Lo complejo y lo humano
Lo que llamamos queer, y que en este artículo se está usando como paraguas dialéctico para facilitar la lectura, es un conjunto de experiencias y testimonios en disputa que no acaban de caberle a la perfección a ninguna de las personas que lo forman. Esa indefinición, ese continuo cuestionamiento que Gracia Trujillo explica muy bien, es la única definición posible del activismo y de los trabajos teóricos agrupados en el término queer. Son experiencias que vienen de la calle, de lo molesto, de lo que no queda apropiado en las orlas y en las conferencias. Los feminismos negros, chicanos, latinos, indios; el trabajo sexual, la pluma desmedida, las vidas seropositivas, lo marica, lo bollero, lo bicioso; hunde sus raíces en lo colonial, en la explotación, en la letra escarlata y la patologización. Es la voz de la histeria, de la desmesura, de la familia elegida y de la colaboración entre desechos de la sociedad patriarcal. No hay traje que ajuste realidades tan diferentes excepto el de la colaboración y el apoyo mutuo. La paciencia con la que Trujillo explica esto en su texto es muy clarificadora.
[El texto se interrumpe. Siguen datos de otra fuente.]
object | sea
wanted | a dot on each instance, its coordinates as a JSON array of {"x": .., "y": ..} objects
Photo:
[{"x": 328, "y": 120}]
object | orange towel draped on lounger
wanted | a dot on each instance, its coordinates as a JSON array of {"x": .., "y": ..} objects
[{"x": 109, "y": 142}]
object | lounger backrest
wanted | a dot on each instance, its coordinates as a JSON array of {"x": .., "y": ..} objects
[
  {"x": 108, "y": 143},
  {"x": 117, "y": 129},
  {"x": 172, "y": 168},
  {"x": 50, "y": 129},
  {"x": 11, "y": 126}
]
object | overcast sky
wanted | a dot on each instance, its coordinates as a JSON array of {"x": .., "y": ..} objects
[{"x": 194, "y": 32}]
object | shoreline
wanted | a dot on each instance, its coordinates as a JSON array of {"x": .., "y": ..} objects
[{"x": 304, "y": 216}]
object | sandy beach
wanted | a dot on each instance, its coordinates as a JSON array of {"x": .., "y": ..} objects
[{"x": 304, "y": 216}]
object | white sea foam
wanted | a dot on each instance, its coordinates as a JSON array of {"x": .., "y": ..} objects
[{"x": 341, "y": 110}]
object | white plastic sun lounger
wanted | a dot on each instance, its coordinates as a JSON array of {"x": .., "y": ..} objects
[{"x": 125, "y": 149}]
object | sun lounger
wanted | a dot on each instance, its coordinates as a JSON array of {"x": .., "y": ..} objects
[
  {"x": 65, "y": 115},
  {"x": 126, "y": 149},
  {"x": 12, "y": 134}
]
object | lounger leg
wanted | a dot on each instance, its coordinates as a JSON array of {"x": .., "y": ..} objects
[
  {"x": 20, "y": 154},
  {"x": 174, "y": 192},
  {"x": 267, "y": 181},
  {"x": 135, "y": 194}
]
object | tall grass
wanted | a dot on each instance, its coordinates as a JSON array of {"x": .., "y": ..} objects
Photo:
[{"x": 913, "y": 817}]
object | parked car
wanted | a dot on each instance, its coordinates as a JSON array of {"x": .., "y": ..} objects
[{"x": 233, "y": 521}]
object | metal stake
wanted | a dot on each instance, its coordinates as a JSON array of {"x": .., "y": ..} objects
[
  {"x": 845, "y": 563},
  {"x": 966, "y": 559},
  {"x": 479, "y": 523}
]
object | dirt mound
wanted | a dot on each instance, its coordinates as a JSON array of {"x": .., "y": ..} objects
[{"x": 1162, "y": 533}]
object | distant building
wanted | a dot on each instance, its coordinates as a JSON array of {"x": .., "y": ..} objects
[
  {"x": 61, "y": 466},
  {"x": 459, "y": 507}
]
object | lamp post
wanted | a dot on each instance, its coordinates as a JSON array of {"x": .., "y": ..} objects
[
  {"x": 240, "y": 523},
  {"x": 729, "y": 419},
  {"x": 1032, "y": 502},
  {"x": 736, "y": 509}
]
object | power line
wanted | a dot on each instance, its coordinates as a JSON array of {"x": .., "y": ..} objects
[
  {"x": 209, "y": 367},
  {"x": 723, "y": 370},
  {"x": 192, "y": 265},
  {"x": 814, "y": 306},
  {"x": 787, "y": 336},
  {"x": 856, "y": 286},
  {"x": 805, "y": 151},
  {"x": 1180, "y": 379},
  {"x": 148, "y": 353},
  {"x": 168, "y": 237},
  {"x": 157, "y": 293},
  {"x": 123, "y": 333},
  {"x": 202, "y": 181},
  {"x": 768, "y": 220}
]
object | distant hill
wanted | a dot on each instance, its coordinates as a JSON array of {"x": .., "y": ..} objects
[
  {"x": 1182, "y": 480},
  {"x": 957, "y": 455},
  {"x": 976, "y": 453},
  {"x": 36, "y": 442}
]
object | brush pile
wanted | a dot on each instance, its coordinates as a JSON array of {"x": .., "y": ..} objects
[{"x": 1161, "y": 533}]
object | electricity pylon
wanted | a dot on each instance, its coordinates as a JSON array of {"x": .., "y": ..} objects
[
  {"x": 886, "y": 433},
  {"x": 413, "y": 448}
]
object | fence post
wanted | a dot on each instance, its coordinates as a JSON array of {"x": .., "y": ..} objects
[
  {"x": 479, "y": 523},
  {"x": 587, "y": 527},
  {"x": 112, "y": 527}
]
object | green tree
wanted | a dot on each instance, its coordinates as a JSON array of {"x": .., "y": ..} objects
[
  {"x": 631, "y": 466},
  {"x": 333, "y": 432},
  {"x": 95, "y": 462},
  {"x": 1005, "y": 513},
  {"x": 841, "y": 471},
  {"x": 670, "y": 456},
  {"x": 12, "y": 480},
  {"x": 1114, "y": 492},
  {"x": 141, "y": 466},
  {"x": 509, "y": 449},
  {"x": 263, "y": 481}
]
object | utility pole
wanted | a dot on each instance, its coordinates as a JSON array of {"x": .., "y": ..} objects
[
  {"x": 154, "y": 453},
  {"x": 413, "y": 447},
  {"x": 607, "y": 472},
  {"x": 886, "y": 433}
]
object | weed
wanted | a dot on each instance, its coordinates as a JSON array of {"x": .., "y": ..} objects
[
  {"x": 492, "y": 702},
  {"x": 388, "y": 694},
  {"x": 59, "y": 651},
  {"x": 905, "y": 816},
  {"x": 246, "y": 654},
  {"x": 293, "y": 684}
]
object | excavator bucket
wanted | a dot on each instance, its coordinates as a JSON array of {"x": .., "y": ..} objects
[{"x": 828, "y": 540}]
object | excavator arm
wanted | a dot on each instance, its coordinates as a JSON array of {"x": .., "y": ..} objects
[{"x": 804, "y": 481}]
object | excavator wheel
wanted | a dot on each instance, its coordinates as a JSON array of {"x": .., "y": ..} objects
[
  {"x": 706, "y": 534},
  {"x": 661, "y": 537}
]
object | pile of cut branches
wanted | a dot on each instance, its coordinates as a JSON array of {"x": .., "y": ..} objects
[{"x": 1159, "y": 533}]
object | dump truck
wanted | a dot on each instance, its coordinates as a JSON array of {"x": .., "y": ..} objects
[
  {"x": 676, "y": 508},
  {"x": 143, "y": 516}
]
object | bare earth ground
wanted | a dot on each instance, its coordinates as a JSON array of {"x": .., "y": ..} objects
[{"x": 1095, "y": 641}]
Lo queer es el resultante de una forma de entender las redes de apoyo entre parias y sus teorías son el intento de vindicación de las nadie frente a las atalayas del privilegio y la endogamia académica.
La complejidad teórica de las aportaciones académicas queer -que la tienen-, los términos que suelen usarse como burla para desacreditar lo que se ha hecho desde la intelectualidad queer, no es más que la reafirmación de que academia pretende ser solo una y que la generación de conocimiento también es una cuestión de clase y privilegios.
Usar a Judith Butler como chivo expiatorio de lo posmoderno, de la palabrería que nadie entiende y darle categoría de charlatana a ella y al resto de autoras queer, es la forma que tiene el orden de decir que nada que venga del arroyo, del puterío, del mariconeo, de un hatajo de bolleras merece la pena ser escuchado, aunque se haga bajo las normas dialécticas de la respetabilidad, del academicismo más puro y sea una licenciada en Yale de clase alta quien lo diga.